Differences reconciled?

In response to my post last week about the tension between Peircean and Jamesian pragmatism, Jay Odenbaugh and Dave Smith suggested that the tensions are resolved with Dewey. I’ve been rereading Dewey’s review of James for this week’s class, so let me take up their suggestion and tally the score.

On method

Dewey, like Peirce and James, sees inquiry as the activity prompted by doubt and concluding in belief. Real doubt is a genuine disturbance arising from a problem situation. Yet, Dewey notes, “situations and problems are diverse” and “the distinct type of consequence and hence the meaning of ‘practical’ appropriate to each has not been sufficiently emphasized.”1

This allows Dewey to give a nod to both Peircean and Jamesian conceptions of what’s practical, applying each in different ways.

On truth

For Dewey, “ideas are working hypotheses concerning the attaining of particular empirical results, and are tentative programs… for attaining them.” So the adequacy of an idea is its success in this. What’s true is what works.

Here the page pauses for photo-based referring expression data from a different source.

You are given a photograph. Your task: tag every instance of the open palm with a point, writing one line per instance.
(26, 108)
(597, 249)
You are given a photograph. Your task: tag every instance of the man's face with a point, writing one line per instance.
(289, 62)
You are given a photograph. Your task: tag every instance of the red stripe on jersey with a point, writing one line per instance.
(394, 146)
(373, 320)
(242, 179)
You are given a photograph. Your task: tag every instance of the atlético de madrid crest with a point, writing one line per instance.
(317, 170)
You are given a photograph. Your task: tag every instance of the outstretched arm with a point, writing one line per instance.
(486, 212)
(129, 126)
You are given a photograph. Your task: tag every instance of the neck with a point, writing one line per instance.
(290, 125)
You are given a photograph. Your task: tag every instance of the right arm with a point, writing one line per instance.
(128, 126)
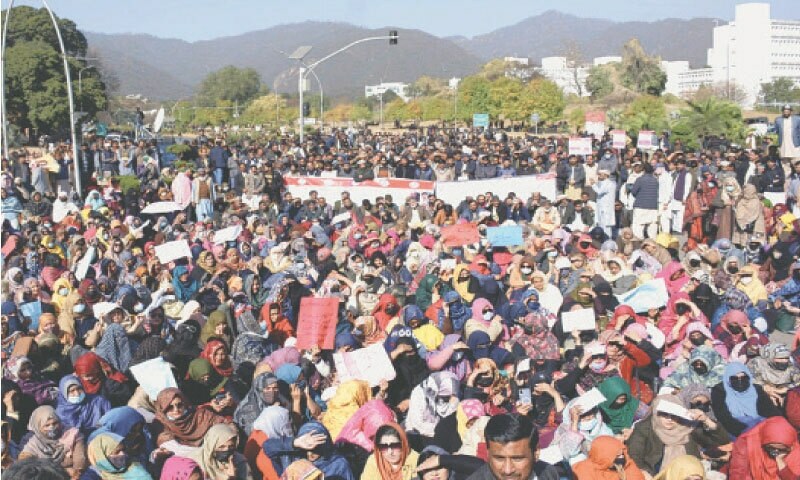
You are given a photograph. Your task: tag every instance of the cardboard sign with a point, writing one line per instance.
(582, 319)
(317, 325)
(509, 236)
(170, 251)
(580, 146)
(619, 139)
(371, 364)
(460, 234)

Although he can accept this Jamesian formulation, he is quick to add that the truth is not just whatever offers any satisfaction. The working must be for the business intended by the idea. True ideas are ones that are “good for accomplishing what they intend.”

There’s no appearance here of Peirce’s concern with indefinite enquiry.2

On outlook

Dewey explicitly rejects the notion that personal factors might be “ultimate and unanalyzable.” Instead, he writes, “the personal is not ultimate, but is to be analyzed and defined, biologically on its genetic side, ethically on its prospective and functioning side.” This puts him (very roughly) on team Peirce, concerned about the collective and interacting elements.


  • On method: Dewey allows multiple conceptions of what’s practical by distinguishing different objects to which practicality can be applied. It’s a tie.
  • On truth: With an important caveat, Dewey is closer to James than Peirce.
  • On outlook: Dewey is closer to Peirce than James.

So the Peirce-James score is tied, and pragmatism goes into sudden death overtime.3

John Dewey, US 30c stamp
  1. All the quoted passages are from Dewey’s “What pragmatism means by practical” in the volume Essays in experimental logic.
  2. This could be because it’s a review of James. Perhaps more Peircean formulations can be found elsewhere in the Dewey corpus.
  3. I’m ending on a glib note because more I’m not entirely sure how to execute a more informative synthesis. It would be too easy to mash all of this into an ill-fitting jello mold, giving each figure a moment in one master narrative about pragmatism. Their multifarious disagreements, however, make me wonder whether the story couldn’t be told better without using the noun ‘pragmatism’ at all.